Thursday, 6 February, 2014 - 8:01 pm

This parsha is unique.  Since recording Moshe's birth until the last parsha of the Torah, every sedra mentions Moshe by name.  Except this week.  Except Tetzaveh.

We read (in next week's parsha) the unfortunate story of Jews abandoning their Redeemer for a calf of gold.  G-d is incensed, ready to destroy His People and guard His covenant through Moshe alone.  Moshe concedes that their sin was audacious, "Yet if you forgive their sin, it will be good, if not -- blot me out from Your Book which You have written."  Hashem pardons the people, and, of course, Moshe's name remains throughout the Torah.  So identified is G-d's Torah with this leader that until today it is known as Moshe's Torah -- Torat Moshe.  However, words of a Tzaddik are not treated lightly by G-d, and although Moshe's threat never needed to be carried out, it did to some extent, affect Torah.  One Parsha, it was decreed would remain without Moshe being mentioned.

Yet, the parsha opens "And you shall command the Jewish People,"  you obviously referring to Moshe, for even in the parsha where he remains nameless, we sense his connection.  It could even be said that his presence in this parsha is too profound to be referred to by a  name.  Names denote relationships;  an individual can be called Dad, Bernie, Dr.

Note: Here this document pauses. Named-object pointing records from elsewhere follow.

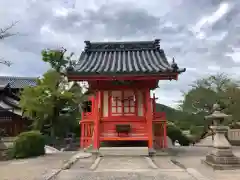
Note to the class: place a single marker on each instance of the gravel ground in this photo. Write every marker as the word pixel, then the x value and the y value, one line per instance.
pixel 33 168
pixel 120 175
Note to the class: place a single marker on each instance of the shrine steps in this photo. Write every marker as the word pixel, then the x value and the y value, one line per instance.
pixel 123 151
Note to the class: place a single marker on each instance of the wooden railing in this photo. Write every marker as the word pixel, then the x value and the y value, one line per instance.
pixel 87 115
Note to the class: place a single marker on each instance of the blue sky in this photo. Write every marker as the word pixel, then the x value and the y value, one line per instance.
pixel 203 36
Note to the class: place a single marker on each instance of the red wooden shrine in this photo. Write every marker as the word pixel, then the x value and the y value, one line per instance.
pixel 121 75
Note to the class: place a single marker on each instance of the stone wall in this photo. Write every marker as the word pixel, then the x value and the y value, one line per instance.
pixel 234 136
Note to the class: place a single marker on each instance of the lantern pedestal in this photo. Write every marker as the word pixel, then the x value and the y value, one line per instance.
pixel 221 157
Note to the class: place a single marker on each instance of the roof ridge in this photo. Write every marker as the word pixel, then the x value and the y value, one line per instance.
pixel 120 42
pixel 19 77
pixel 122 46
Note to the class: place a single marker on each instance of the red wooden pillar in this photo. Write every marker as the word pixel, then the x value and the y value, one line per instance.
pixel 82 133
pixel 149 116
pixel 165 134
pixel 96 130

Weissberg, Doc, Son, Bernard F. Weissberg MD or Zaidie.  All these names reflect the relationship between the individual and those who call him.  You  is a different class of names.  It refers to a person without defining him.  It can reflect on how the individual stands outside the dynamics of superficial relationships.   It is the quintessential person, all by himself.   Absolute Moshe.

"And you shall command the Jewish People."  Command -- or the Hebrew original, mitzvah, reflects a connection between the one issuing the command and the one fulfilling it;  (in English the word "enjoin" means both to connect and to command).  Mitzvot, aside from being good deeds or commandments are our connection to the Creator. 

"And you shall command the Jewish People" can be understood as "And you -- in your truest essence -- shall connect the Jewish People."  Even stronger than a Tzaddik's connection to G-d's Torah is his connection to His people.

Who were these people that Moshe staked his reputation, no, his very being, on their inclusion?  They were the sinners of the worst kind.  Without them, though,  he could not survive.  He could not be Moshe, he could not be.

As a teacher, the lesson he gave us is that no Jew is complete unless all Jews are complete.  Staking everything we have on that somebody else's inclusion, is our responsibility.